Figure 9 – Signal Tap Set-up Screen Two captures were collected. One with the device at room temperature, and one with freeze spray applied to the FPGA. The captured results were exported to an Altera *.tbl file which is a text file listing the captured data in column form. This data was then imported into Excel to analyze. A plot (next page) was made from a block of captured data and graphed in Excel. Overlaid on top of this was a screen capture of the ripple seen on the VCCINT. The screen waveform was scaled to show the best match between the two. It is clear that the internal frequency of the free-running oscillator closely tracks the VCCINT. The Vp-p of the ripple was 60mv. The cold freeze spray runs resulted in counts a few percentage points higher than the room temperature runs.
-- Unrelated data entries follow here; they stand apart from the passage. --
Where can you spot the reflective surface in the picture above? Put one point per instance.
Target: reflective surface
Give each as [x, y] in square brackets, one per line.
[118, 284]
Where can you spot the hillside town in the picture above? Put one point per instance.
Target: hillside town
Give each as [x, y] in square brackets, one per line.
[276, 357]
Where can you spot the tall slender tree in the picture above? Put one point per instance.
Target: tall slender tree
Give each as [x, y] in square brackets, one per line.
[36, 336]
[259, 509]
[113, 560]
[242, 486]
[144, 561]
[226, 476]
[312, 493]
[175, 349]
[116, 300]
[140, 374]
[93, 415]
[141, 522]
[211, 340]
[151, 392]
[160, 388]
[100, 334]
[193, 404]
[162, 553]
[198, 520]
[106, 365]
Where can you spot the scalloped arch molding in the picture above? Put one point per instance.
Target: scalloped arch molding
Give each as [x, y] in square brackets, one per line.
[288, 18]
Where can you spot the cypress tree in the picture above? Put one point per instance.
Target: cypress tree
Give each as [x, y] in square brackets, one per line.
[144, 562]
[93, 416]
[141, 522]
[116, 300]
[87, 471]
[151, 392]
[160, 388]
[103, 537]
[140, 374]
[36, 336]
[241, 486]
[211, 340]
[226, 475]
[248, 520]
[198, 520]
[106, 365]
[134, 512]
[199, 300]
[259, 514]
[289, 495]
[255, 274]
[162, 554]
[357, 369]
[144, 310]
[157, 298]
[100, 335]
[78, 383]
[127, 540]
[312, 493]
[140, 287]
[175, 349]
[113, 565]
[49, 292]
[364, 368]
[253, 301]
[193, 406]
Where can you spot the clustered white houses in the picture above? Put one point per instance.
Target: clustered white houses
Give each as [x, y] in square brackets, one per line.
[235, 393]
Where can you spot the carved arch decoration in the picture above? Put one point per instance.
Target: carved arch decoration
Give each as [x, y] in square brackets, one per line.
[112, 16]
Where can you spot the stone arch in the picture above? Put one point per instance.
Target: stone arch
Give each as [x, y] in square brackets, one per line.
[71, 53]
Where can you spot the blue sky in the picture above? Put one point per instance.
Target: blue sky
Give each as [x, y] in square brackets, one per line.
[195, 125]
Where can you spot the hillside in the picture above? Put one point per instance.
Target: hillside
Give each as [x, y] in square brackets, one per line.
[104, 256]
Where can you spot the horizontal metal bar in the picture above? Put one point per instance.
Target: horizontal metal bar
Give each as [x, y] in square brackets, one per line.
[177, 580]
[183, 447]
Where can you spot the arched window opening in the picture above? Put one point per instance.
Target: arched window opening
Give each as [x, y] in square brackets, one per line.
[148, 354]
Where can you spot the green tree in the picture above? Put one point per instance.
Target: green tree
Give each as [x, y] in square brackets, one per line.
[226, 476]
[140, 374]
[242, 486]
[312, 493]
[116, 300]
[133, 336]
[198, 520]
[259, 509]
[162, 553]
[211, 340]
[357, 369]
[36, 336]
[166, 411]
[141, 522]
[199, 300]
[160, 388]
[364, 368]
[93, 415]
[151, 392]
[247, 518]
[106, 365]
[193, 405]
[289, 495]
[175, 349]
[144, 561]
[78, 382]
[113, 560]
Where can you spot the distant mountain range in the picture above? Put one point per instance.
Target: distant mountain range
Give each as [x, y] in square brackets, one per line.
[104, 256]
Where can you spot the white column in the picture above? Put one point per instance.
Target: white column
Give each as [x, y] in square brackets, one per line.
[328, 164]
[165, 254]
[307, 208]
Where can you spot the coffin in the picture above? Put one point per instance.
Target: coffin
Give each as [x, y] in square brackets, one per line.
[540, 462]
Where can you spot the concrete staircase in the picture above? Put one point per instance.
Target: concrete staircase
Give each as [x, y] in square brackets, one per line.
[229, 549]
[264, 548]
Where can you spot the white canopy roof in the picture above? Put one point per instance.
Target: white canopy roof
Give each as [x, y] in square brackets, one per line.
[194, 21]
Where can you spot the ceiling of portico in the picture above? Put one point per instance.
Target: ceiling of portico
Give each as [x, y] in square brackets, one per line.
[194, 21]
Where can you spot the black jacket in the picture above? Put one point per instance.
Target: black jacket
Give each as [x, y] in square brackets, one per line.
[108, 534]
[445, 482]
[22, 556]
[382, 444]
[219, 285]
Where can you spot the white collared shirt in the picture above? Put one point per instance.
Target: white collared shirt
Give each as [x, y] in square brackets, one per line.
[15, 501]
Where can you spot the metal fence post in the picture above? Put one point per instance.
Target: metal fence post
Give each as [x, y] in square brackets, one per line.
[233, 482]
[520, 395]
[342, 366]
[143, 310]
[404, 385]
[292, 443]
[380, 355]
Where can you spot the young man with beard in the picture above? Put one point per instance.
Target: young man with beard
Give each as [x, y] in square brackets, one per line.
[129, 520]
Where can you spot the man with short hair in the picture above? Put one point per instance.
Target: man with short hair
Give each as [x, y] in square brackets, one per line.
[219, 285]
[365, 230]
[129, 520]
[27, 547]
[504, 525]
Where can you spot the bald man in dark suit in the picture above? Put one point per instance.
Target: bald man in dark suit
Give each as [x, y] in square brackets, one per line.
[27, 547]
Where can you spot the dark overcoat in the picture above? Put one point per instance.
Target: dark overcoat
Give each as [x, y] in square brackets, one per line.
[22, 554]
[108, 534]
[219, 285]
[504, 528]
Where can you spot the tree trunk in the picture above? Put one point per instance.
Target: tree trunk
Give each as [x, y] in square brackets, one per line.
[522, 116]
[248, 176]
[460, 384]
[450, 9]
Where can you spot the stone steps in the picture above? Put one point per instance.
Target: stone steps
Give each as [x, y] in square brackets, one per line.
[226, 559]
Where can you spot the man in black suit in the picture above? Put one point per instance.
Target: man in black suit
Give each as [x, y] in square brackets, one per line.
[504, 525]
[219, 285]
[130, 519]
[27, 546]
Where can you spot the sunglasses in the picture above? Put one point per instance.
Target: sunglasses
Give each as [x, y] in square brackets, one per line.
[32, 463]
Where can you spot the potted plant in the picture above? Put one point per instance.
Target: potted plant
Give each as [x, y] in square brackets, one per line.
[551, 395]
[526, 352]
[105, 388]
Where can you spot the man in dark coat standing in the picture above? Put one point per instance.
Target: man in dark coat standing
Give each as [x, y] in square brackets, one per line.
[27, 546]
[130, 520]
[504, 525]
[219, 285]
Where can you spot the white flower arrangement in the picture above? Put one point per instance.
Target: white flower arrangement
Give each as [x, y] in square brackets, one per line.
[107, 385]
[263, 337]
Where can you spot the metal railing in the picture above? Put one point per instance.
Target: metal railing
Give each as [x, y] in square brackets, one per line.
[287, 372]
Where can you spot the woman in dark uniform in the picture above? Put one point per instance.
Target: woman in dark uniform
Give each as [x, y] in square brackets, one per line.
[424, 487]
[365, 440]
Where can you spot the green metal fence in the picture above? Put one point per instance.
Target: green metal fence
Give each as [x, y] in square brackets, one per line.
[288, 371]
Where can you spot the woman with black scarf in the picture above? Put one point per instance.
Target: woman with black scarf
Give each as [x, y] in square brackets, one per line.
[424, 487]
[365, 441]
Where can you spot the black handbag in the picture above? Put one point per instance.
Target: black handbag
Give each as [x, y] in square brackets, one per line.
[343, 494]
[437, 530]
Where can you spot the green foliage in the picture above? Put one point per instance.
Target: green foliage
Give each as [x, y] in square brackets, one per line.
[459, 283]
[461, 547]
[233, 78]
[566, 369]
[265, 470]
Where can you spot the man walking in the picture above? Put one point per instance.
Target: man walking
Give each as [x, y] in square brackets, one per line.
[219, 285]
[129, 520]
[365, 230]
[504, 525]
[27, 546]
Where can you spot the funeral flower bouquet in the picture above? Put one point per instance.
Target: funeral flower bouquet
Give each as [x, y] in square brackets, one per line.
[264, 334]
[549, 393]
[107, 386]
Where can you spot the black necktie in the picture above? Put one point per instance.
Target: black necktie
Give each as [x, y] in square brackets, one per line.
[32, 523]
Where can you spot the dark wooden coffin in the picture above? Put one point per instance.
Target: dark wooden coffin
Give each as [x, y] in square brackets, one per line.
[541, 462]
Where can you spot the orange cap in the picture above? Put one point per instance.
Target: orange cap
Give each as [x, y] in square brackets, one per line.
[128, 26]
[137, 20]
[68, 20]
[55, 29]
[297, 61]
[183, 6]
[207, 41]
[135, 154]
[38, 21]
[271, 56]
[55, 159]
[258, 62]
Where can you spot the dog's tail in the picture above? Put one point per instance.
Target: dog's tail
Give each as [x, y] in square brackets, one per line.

Figure 10 - Matching between VCCINT and Captured Data from FPGA

Matching of Speed Across the Device

SS0 SS1 SS2 SS3 SS4 SS5 SS6 SS7 SS8 SS9 SSA SSB

Median 177 177 175 174 179 179 174 177 180 181 181 180

Minimum 170 171 168 168 172 172 167 170 173 174 174 173

Maximum 189 190 187 187 191 191 186 190 193 194 193 193

Range 19 19 19 19 19 19 19 20 20 20 19 20

Figure 11– Cold Temperature Run

SS0 SS1 SS2 SS3 SS4 SS5 SS6 SS7 SS8 SS9 SSA SSB

Median 172 173 171 170 175 174 170 173 176 177 176 175

Minimum 166 167 165 164 168 168 163 167 169 170 170 169

Maximum 183 183 181 180 185 185 180 183 186 187 187 186

Range 17 16 16 16 17 17 17 16 17 17 17 17

Figure 12 - Warm Temperature Run

It appears that the lower row blocks (SS0 – SS3) generally run a little slower than the center or upper

row blocks.

Figure 13 - All Twelve channels of captured data in

Implications In order to maximize their profit, Altera sells faster devices for more money. It is also true that as their foundry evolves the process, and they get a higher percentage of faster devices, they may mark their excess fast devices as slower parts and sell them as slower parts. This is fine except that faster devices dissipate more power, even at slower clock speeds. Faster devices have a higher static current leakage. Since the transistors are biased higher, they switch to the on state more quickly. This means that a design that uses slower devices may be forced to dissipate more power than necessary lowering the end products efficiency. It is also true that slower devices dissipate less power and can possibly have their VCCINT raised to speed up the device. Altera keeps their published voltage tolerances tight, perhaps tighter than they need to so they can both boast of high device speed and lower power dissipation. But even now there is a hint that this window may be opening. Their latest device (Stratix 3) sports a dual mode where VCCINT can be set to either 1.1 VDC or 0.9 VDC depending upon whether one needs to optimize for speed, or for low power. Proposal An external processor read the End_Count value from the FPGA and nudge the VCCINT up or down to bring the internal speed to a specified value. This can be done to either lower the dissipated power or to raise the effective speed of the device. There may be FPGA algorithms that are best operated at the fastest rate possible instead of at a fixed (worst case) rate. These could be run at a rate derived from the free-running oscillator. Next Steps Make runs at calibrated temperatures to understand chip-speed versus temperature. Measure the current during these runs to understand how power dissipation is affected. See to what extent self-heating affects chip-speed. The ultimate goal is to get FPGA makers lower their prices by simplifying the process of matching device to the application; possibly getting them to move VCCINT control onto the chip itself, at the same time easing their speed binning requirements and simplifying power dissipation prediction.